CZ FRA curve slightly lower after CNB meeting, especially at the longer end |
(in %) |
Bloomberg, Raiffeisen Research/RBI |
Reasons for another sharp increase
Wednesday’s decision represents a response to the continued significant increase in inflationary pressures in the Czech economy. May's 16% inflation ended more than a percentage point above the CNB's forecast and the weaker exchange rate of the koruna vis-a-vis the euro is also an inflationary factor. Thus, the Bank Board's decision showed once again that price stability is its absolute priority, even at the cost of negative implications to economic growth.
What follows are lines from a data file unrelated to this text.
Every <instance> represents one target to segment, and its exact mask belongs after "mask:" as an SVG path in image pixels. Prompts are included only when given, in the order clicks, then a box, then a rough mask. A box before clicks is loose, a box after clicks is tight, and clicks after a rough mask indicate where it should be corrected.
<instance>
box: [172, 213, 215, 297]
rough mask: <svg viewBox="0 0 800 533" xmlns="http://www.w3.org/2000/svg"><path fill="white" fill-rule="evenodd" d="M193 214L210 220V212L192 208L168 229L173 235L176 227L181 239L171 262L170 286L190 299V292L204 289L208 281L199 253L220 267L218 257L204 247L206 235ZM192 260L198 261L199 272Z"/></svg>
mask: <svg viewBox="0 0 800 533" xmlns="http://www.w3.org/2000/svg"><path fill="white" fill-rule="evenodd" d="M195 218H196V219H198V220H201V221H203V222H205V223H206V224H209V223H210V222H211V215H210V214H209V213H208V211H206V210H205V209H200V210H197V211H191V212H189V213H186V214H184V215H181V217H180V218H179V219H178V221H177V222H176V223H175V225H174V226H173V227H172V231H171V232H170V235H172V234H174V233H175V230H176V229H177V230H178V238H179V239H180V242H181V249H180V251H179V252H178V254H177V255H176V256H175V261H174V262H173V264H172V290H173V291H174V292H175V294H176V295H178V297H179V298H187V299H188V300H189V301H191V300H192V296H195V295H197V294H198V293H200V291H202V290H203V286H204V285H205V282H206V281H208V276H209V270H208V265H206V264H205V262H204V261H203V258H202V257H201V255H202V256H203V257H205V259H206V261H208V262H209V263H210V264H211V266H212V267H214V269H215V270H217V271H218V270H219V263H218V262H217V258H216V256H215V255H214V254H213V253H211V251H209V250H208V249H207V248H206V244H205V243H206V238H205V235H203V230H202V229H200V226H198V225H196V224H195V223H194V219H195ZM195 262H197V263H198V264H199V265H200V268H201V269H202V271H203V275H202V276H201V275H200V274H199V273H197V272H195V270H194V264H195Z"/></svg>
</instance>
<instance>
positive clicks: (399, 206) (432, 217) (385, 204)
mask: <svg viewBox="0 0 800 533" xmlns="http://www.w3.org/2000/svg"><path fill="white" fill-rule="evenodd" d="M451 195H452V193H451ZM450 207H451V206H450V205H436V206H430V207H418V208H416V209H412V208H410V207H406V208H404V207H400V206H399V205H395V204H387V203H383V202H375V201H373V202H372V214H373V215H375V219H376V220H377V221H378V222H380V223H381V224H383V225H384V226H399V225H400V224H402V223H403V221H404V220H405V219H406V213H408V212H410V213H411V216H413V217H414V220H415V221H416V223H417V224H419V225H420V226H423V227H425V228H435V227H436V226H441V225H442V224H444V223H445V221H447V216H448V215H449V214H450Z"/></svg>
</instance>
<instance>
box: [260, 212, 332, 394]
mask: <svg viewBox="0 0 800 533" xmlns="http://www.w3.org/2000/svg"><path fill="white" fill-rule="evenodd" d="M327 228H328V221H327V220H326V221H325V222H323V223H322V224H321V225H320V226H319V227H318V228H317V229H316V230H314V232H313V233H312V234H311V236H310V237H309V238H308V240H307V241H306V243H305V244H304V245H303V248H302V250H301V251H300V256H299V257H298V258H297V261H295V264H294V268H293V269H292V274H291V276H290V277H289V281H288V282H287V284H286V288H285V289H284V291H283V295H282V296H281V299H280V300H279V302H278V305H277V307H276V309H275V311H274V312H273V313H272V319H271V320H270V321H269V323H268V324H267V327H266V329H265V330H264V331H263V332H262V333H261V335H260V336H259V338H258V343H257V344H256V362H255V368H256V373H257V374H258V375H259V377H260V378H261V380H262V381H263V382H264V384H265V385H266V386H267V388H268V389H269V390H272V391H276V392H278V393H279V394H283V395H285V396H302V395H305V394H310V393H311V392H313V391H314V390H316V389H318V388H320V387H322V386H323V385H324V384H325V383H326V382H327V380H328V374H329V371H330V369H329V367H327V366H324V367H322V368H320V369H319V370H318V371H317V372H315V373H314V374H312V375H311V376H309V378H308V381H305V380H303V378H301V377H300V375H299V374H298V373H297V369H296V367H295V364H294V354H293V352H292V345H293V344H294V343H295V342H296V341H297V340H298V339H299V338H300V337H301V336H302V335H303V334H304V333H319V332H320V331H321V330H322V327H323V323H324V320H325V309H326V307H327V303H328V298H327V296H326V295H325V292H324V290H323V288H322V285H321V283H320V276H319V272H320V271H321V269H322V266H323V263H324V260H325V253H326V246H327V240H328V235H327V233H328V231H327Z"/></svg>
Governor Rusnok also communicated again that price growth is not coming only from abroad, but that a substantial part of price pressures is generated within the domestic economy, which was reflected in the rise of core inflation — also above the CNB's spring forecast. The less restrictive fiscal policy, which is not in line with the restrictive monetary policy, may also have an inflationary effect, and the consolidation of the state budget has been slower than initially expected.
Core inflation still running strong |
(inflation rates in % yoy, key rate in %) |
CNB, Macrobond, Raiffeisen Research/RBI |
Stability is expected but not certain
Overall, the CNB delivered a largely expected move and Governor Rusnok did not prepare any major surprises at his last meeting. Markets will now eagerly assess the views of the three new members of the Board. They are generally expected to adopt a more dovish stance, reflected by the stability of rates and pressure for faster cuts. The question is whether this stance would hold true even with a significantly higher June inflation reading or with even more detached inflation expectations. The most likely scenario continues to be rate stability, with the first cut not coming until Q1'23. However, as in previous months, there will still be some level of uncertainty around the CNB's actions in the wake of significant price increases. The new governor, Ales Michl, had previously announced his plan to keep rates stable at the current level. However, the board members will have to take into account the most up-to-date economic data and will also have a new forecast at their fingertips. And as the past has shown, the situation can change quickly. Period of stability seems to be the most likely scenario, but it is by no means a 100% outcome.